New superintendent working on goals, vision for district
Fredonia Superintendent Jeffrey Sortisio is several months into the job since his appointment in June, and he says the transition and the school year are going well.
But much work lays ahead in terms of developing goals and a vision for the Fredonia Central School District — not to mention potential changes as New York state prepares its plan for the approximately $1.6 billion it will receive annually under the Every Student Succeeds Act.
Sortisio, who previously served as principal with Frontier High School, is still learning Fredonia and its culture. But so far, he said it’s been a lot of fun.
“The similarities between the student body and how much the staff care about the students is very similar to where I was previously,” he said. “That part and that transition has been wonderful. It’s a very caring and nurturing place not only for the students, but for the adults as well. I’ve certainly felt that since our first days together.”
Later this month, Sortisio and board of education members will be going on a retreat to discuss district goals. Right now, Sortisio said he’s been working through a comprehensive plan with board members and administrators. Teachers and the students will be the next ones Sortisio will be talking to.

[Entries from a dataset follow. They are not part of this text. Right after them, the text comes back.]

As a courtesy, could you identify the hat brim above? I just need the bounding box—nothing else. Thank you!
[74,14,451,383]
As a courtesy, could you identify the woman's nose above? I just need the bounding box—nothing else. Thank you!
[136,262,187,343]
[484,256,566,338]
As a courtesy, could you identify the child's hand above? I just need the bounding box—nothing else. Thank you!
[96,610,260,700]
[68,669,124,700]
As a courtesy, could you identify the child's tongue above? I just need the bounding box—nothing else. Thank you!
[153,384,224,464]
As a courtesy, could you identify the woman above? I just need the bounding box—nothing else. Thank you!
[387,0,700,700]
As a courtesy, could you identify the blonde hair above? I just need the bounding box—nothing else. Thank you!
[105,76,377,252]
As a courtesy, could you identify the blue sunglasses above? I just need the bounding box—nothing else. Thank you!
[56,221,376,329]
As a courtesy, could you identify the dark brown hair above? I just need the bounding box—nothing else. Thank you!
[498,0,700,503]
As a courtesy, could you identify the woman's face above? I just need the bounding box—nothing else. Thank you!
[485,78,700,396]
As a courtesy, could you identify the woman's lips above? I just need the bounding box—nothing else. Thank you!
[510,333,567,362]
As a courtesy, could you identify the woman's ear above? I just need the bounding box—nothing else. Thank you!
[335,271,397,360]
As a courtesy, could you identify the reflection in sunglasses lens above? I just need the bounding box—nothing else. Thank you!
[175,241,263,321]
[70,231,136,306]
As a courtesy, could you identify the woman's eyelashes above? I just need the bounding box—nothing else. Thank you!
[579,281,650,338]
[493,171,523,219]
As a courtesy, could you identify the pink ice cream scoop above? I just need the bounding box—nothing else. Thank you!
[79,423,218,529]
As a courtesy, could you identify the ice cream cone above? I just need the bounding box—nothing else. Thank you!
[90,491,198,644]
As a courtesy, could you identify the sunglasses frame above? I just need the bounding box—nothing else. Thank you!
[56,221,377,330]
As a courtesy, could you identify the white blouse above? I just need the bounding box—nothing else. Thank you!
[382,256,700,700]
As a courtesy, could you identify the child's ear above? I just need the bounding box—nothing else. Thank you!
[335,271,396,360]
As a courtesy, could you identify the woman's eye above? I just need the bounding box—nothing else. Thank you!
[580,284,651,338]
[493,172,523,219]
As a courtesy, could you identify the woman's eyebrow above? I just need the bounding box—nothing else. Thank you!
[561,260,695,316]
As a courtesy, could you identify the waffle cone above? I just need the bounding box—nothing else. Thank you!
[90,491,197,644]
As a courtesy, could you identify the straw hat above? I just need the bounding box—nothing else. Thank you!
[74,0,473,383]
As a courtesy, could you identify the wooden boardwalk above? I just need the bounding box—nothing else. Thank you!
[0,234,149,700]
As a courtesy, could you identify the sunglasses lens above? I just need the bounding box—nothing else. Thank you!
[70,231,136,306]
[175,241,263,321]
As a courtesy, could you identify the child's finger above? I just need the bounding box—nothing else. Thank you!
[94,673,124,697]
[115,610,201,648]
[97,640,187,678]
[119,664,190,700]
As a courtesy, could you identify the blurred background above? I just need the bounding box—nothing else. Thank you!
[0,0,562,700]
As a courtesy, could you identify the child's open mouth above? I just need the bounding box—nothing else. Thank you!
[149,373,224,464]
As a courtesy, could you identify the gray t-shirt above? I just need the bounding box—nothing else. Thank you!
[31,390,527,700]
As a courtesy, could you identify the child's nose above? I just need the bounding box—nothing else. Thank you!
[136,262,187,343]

“Some of those questions I’ve been asking are what does a Fredonia graduate look like, how do we reach all learners and what should our next steps be,” he said.

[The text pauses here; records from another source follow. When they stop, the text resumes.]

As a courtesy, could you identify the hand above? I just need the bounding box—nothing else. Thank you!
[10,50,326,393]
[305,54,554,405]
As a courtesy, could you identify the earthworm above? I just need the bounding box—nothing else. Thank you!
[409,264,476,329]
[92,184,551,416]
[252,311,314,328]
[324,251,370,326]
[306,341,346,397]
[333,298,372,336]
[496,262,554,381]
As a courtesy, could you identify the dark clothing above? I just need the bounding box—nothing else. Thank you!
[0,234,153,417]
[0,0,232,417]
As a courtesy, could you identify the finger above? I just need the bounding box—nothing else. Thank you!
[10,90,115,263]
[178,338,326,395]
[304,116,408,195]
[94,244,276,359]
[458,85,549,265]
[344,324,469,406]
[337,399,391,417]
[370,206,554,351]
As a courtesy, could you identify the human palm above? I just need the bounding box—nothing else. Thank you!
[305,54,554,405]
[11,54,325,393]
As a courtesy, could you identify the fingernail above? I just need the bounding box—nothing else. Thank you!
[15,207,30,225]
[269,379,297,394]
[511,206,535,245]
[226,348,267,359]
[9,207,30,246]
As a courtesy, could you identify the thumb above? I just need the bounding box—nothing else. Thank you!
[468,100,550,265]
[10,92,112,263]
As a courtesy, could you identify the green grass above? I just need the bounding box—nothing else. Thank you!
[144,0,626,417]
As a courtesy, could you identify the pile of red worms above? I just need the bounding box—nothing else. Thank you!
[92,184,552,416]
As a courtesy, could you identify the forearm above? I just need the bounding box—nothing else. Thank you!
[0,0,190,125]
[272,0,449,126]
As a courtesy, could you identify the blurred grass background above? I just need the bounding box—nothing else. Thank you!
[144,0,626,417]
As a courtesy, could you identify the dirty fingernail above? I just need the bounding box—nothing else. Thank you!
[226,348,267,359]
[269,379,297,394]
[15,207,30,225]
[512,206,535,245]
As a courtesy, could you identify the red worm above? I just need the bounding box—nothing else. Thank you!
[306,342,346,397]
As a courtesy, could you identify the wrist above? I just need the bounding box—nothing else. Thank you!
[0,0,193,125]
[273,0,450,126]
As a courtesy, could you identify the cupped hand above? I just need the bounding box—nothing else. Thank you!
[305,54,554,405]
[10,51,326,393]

From the beginning, Board President Michael Bobseine said he was excited about Sortisio’s enthusiasm and interest in the students.
“In a very short order, he’s already started to move issues that he’s identifying as things the district now needs to work on,” he said. “He’s already starting to put together programming he believes could be helpful for moving the district forward.”
During Tuesday’s board meeting, Sortisio discussed New York state’s plan for the ESSA and what board members should know. Sortisio said the state wants to reduce testing time from three days to two days and improve the testing experience for students.
In addition, he stated the law requires 95 percent of students in each tested grade and subgroup take the appropriate state test.
“Our history shows we’re nowhere near 95 percent. I would imagine it would be a long time before we get there,” he said. “Certainly, it’s important we remain respectful of students and families’ decisions when it comes to testing. We’re also going to have to take a deep examination in what our practices are and how we can make the testing environment welcoming to our students.”